@sun Interesting, there's a map now. I wonder if this is ongoing research. I have his book he published around 2000, and he's not full of shit on this.
@feld his book might be good but the map is shit. I looked at some other places and they give actual anecdotal claims, but I clicked on several towns I've actually been to and there wasn't any evidence at all cited despite being listed as "possible".
@feld that is a good metric, the map doesn't actually provide good census data for any of the cities I've looked up. This looks like a shitty undergrad project or something.
@sun@leyonhjelm the Janesville, WI one on this site says they had ONE black local helping to run an anti-black operation which is... weird. but okay. lol
> In a set of interviews provided at the University of Wisconsin historical interviews, William ‘Blue’ Jenkins talks about his investigation of union discrimination in Chevrolet plant at Janesville, “found Janesville had a “ring” made up of newspaper, church, business people and the city’s one Black resident; they worked to keep Blacks out of the city.”
TL;DR after Reconstruction we had blacks living, working, and owning property in almost every zip code in the country. Loewell goes into detail on this in the book.
And then almost simultaneously country-wide the blacks were violently evicted, their properties stolen, etc. They were blamed for economic distress because obviously their existence in the community was taking away from the white residents :rolleyes: so that was used as justification to kick them out, then they used the local police to keep them out.
Some communities went as far as to organize to be incorporated so they could apply for federal funding for a Sheriff which they used to enforce keeping blacks out after sundown.
And many town/city ordinances that followed were carefully done to not be officially on the books. It was pretty dirty.
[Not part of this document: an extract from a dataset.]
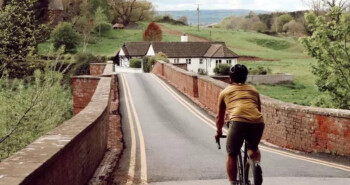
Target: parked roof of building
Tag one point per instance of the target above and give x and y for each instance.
(180, 49)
So much of it only existed in living memory that has now been lost because the people are dead, but he was able to get elderly people who worked for these municipalities to go on the record about what the local laws and ordinances were and how they enforced them
@feld there used to be a lot of black people in iowa and it's been said that but the black people all just got old and their kids moved out of iowa lol
Typically these kinds of investigations discount every possible explanation that isn't about skin color, inb4 objections to my dismissive attitude towards the listed source, the one black resident working against the people being excluded suggests even he'd had enough of the bullshit of those he was helping keep out.
@feld The only harassment that ever happened in my town was one guy married a Jewish woman and they put a star of david in their yard over the holidays and they started getting threatening phone calls. which is crazy because he was a cop lol
@sun I'm pretty sure my little hometown was a Sundown town. In the 90s we had a few blacks move in and one latino family, they were run out of town. Didn't last more than a few weeks due to harassment and threats. Other than that there was never a non-white person in my community unless they were living and working at one of the farms.
@leyonhjelm@feld oen town I lived in only ever lynched one person, and they were white. the city got sick of the asshole constantly committing crime and hurting people so one day they all got together and tied him to a log and threw him in the river.
That is what happens when the law isn't protecting people. I know of one town where there is "nigger hill" where alledgedly lynchings used to occur (not here) and it has all the earmarks of a teenage legend that gets passed down in the high school population but no actual evidence that it's occurred there other than that hearsay. The more time passes, the more I suspect lynchings not involving the Klan specifically were a compensation for local law enforcement not curbing actual crime.
@sun@leyonhjelm@feld based. reminds me of that one town that killed a guy creeping on everyone's daughters and the entire population refused to tell police who did it
If you really believe their story that he was "constantly committing crime and hurting people", you'd think he could have been arrested... but to me it sounds like a lie they told themselves to justify it.
@feld@leyonhjelm if you involve race I can believe a whole town getting together to just murder someone but if it's another white person I need some kind of explanation so I believe it. I was told he kept getting away with "hurting" women.
@feld@leyonhjelm I won't generalize it, it's just compelling since it was the only time it ever happened there. it could have been exceptional circumstances or something got out of control.
@sun@leyonhjelm take your strong distrust for the government and apply it to all the leaders of your local community. Everyone you grew up with that you were expected to trust. There's no guarantee these people are honest; it's more likely they're not being straight with you about things like this.
@leyonhjelm@feld well my personal experience, I have witnessed people around me treat black misbehavior far far harshly compared to equivalent white misbehavior so I accept it's a thing that happens.
The documented cases are relatively few overall. I suspect the more important ones are the ones we can never analyze that have no records at all. If it's just about racial hatred, that's the ones that would be most telling. You often hear about "black kid mouthed off and got dragged to a tree" as an example but I've only heard of that as one specific documented case that gets treated as if it were an everyday occurrence. And as if that were the whole story. If there's one thing we see from BLM's martyrs list, it's that living in an age of unprecedented information access, we usually learn that "he was a good boy" is a total lie.